Monte Carlo Standard Errors for Summary Statistics Based on Multiple Columns of Simulation Output

Dennis Boos. Kevin Matthew, Jason Osborne

2019-05-01

In this vignette, we reproduce a piece of Table 11.4, p. 423, of Boos and Stefanski (2013), “Essential Statistical Inference.” Our goal is to illustrate the use of mc.se.matrix to get the average standard errors (SEs) for sets of table entries (see the last row of the following table).

Table 11.4 compares three methods of estimating the variance of the 20% trimmed mean. The three methods are the Influence Curve Method (Delta Method), the jackknife, and the bootstrap. The main entries of the table are based on N Monte Carlo samples of size n=20, leading to a matrix of N by 3 variance estimators, each column for a different method. The main entries in Table 11.4 are

\((\widehat{V}/V)\) = the average of N sample-by-sample variance estimators \((\widehat{V}\)) divided by the sample variance of the N estimators (\(V\)), and

CV = the coefficient of variation of the N variance estimators

If a variance estimator is approximately unbiased for the true variance, then \((\widehat{V}/V)\) will be close to 1.0. Coupled with a SE, \((\widehat{V}/V)\) is very easy to quickly assess and compare biases. The CV of a variance estimator is useful for comparing variance estimators in terms of a comparable measure of variability. Mean Squared Error (MSE) is not as useful for comparing variance estimators because it tends to favor estimators that are biased low (since the variance goes down with the mean).

To create Table 11.4, we need 12 columns of Monte Carlo output for the trimmed mean, the 3 variance estimators, and 3 distributions ((1+3)*3=12). For simplicity, we just work with the 4 columns that produced the results for the Uniform(0,1) distribution. Here are the steps.

Get code for the Influence Curve variance estimator of the 20% trimmed mean. The code for the jackknife and bootstrap are already part of this package.

trim20 <- function(x){mean(x,.2)} # 20% trimmed mean function
trim.var <- function(x,trim){     # var. est. for trim20
  n <- length(x);h<-floor(trim*n)
  tm <- mean(x,trim);sort(x)->x
  ss <- h*((x[h+1]-tm)^2+(x[n-h]-tm)^2)
  ss <- ss+sum((x[(h+1):(n-h)]-tm)^2)
  ss/((n-2*h)*(n-2*h-1))
}
trim20.var<-function(x){trim.var(x,.2)}

Create the N=1,000 datasets of size n=20, and then use apply to get the N variance estimators for each method and put them in the output matrix hold.

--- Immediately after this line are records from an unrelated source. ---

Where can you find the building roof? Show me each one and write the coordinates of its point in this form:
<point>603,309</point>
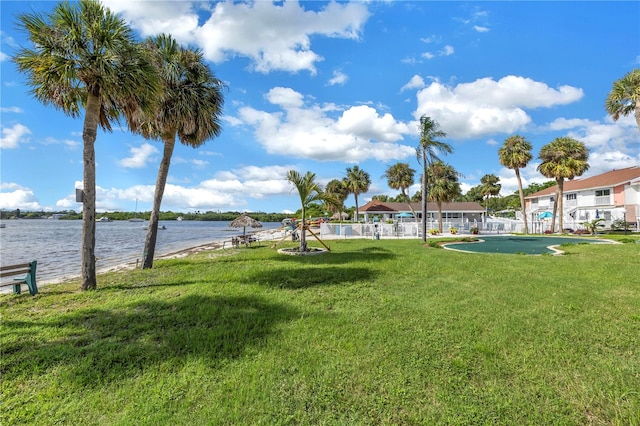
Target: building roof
<point>604,180</point>
<point>376,206</point>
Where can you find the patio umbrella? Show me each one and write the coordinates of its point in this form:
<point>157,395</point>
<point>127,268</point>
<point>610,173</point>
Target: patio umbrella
<point>403,215</point>
<point>243,221</point>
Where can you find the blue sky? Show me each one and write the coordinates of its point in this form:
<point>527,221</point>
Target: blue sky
<point>322,86</point>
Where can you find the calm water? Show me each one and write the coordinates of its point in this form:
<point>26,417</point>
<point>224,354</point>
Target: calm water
<point>56,244</point>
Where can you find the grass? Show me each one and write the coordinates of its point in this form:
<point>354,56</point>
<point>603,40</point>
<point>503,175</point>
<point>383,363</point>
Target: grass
<point>376,332</point>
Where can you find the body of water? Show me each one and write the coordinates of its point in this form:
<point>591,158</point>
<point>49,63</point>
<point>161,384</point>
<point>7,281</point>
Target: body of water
<point>56,244</point>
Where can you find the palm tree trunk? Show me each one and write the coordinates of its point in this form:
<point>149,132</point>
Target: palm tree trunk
<point>560,205</point>
<point>555,207</point>
<point>355,195</point>
<point>303,233</point>
<point>424,197</point>
<point>406,198</point>
<point>89,133</point>
<point>152,231</point>
<point>522,203</point>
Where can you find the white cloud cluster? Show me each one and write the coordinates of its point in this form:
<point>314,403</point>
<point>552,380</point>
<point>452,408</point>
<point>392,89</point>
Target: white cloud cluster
<point>227,190</point>
<point>274,36</point>
<point>339,78</point>
<point>13,136</point>
<point>612,145</point>
<point>14,196</point>
<point>140,156</point>
<point>309,131</point>
<point>486,106</point>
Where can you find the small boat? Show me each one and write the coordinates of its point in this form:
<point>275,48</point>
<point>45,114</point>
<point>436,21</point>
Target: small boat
<point>136,218</point>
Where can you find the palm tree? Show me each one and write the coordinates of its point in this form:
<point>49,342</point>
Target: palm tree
<point>427,152</point>
<point>336,193</point>
<point>85,59</point>
<point>624,97</point>
<point>489,187</point>
<point>443,185</point>
<point>189,108</point>
<point>400,176</point>
<point>515,154</point>
<point>309,192</point>
<point>563,158</point>
<point>357,182</point>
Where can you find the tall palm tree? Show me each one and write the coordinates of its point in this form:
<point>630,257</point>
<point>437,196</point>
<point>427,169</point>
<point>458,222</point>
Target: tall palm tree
<point>563,158</point>
<point>189,108</point>
<point>490,188</point>
<point>515,154</point>
<point>85,59</point>
<point>357,182</point>
<point>336,193</point>
<point>443,185</point>
<point>427,152</point>
<point>624,97</point>
<point>309,192</point>
<point>400,176</point>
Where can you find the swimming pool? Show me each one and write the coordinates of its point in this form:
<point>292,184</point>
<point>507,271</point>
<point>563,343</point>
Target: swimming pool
<point>512,244</point>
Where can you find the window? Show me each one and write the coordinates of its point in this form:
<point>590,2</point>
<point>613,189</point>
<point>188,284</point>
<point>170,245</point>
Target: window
<point>602,196</point>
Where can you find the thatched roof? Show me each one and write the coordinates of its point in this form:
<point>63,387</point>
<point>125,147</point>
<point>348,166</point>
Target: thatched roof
<point>243,221</point>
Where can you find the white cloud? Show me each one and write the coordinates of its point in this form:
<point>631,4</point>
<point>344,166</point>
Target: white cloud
<point>309,131</point>
<point>338,78</point>
<point>16,110</point>
<point>14,196</point>
<point>13,136</point>
<point>416,82</point>
<point>68,143</point>
<point>274,36</point>
<point>227,190</point>
<point>612,144</point>
<point>140,156</point>
<point>431,39</point>
<point>447,51</point>
<point>485,106</point>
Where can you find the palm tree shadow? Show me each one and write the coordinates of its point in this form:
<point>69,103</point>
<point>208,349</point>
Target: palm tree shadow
<point>97,346</point>
<point>308,277</point>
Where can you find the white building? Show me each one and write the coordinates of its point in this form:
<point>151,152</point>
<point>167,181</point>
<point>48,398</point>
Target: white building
<point>612,196</point>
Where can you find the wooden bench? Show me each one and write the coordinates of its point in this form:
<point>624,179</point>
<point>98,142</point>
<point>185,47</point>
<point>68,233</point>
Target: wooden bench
<point>28,272</point>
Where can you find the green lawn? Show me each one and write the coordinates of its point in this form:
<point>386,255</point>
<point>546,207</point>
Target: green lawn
<point>376,332</point>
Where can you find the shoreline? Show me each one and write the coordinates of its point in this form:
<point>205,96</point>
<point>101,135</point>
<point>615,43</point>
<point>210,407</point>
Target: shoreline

hold <- matrix(0,nrow=1000,ncol=4)
set.seed(351)
 z <- matrix(runif(1000*20),nrow=1000)
 hold[,1] <- apply(z,1,trim20)
 hold[,2] <- apply(z,1,trim20.var)
 hold[,3] <- apply(z,1,jack.var,theta=trim20)
 hold[,4] <- apply(z,1,boot.var,theta=trim20,B=100)

To Create the table entries and associated SEs, we use the following auxiliary functions. A key point is to notice that ratio.mean.vhat.var is a function with two arguments, the first is for indexing the rows of the data in the second argument xdata. The reason for this construction is that jackknife SEs require us to leave out rows of the data matrix. The CV entries of the table do not need this special construction because they are based only on one column of the data matrix.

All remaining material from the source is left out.